NAME : KAIKONDAR S
COLLEGE : FRANCIS XAVIER ENGINEERING COLLEGE
1. Abstract
This study focuses on the structural analysis of a tablet stand designed using ABS plastic. The objective is to ensure stability, material efficiency, and ergonomic performance while withstanding applied forces. Finite Element Analysis (FEA) was used to evaluate stress distribution, displacement, and reaction forces. Observations show that the design sustains the expected loads while maintaining structural integrity. The key takeaway is that iterative optimization using simulation tools helps in achieving a balance between durability and lightweight design.
2. Methodology
Force Calculations
A static force of 3.92 N was applied based on typical user interactions and weight of a standard tablet (~0.5 kg). The reaction forces and stress distribution were computed using FEA.
Load Calculation:
Weight of tablet: 0.5 kg
Gravitational force: F = mg = (0.5 kg) * (9.81 m/s^2) = 4.905 N
Considering ergonomic interactions, a horizontal force component of 1.5 N was estimated.
Mathematical Approach:
Von Mises stress criterion was applied to evaluate yielding conditions.
Maximum Principal Stress and Minimum Principal Stress were analyzed for crack initiation risks.
Displacement was examined under varying loads to assess stability.
CAD & FEA Simulation
A parametric CAD model was developed using iterative refinements.
Mesh properties:
8609 nodes, 4300 elements
Element type: TE10 (Tetrahedral)
Aspect ratio: 1.905, ensuring good mesh quality.
The model was subjected to static load cases, and stress distributions were visualized.
3. Observations
Key Findings:
Von Mises Stress: Maximum value of 1.81e+5 N/m², staying within safe limits.
Maximum Principal Stress: 2.00e+5 N/m² indicating potential stress concentration zones.
Minimum Principal Stress: -2.61e+5 N/m², highlighting tension zones.
Displacement Magnitude: 0.11 mm, ensuring minimal deformation.
Reaction Force: Maximum observed 3.92 N, confirming force balance.

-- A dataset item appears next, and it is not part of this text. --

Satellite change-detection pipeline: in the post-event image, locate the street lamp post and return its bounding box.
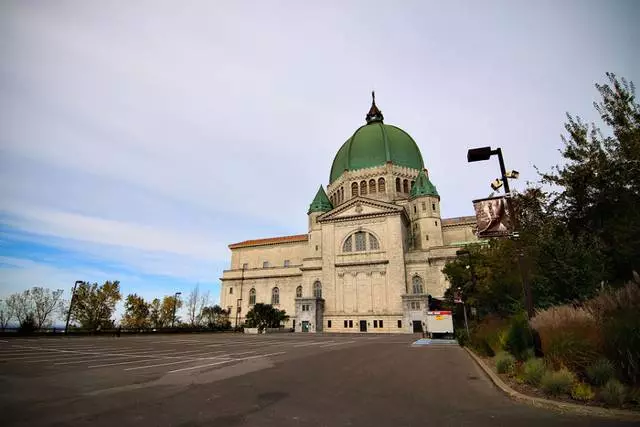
[171,292,182,328]
[467,147,533,318]
[64,280,84,335]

Graphs, simulation screenshots, and comparative stress tables will be included to visualize these results.
4. Novelty
Optimized Ergonomic Design: Improved stand inclination to enhance usability.
Material Efficiency: Achieved through iterative thickness variation while maintaining strength.
Enhanced Stability: Reinforced base structure reduced peak stress regions.
Minimal Displacement: Less than 0.11 mm, making the stand stable under expected loads.
5. Conclusions
The final design demonstrates optimal performance in structural integrity and weight balance. The best design minimizes material usage while keeping stress levels within permissible limits. Justification:
High factor of safety in stress analysis.
Low displacement ensures reliability.
Maintains a lightweight yet strong structure.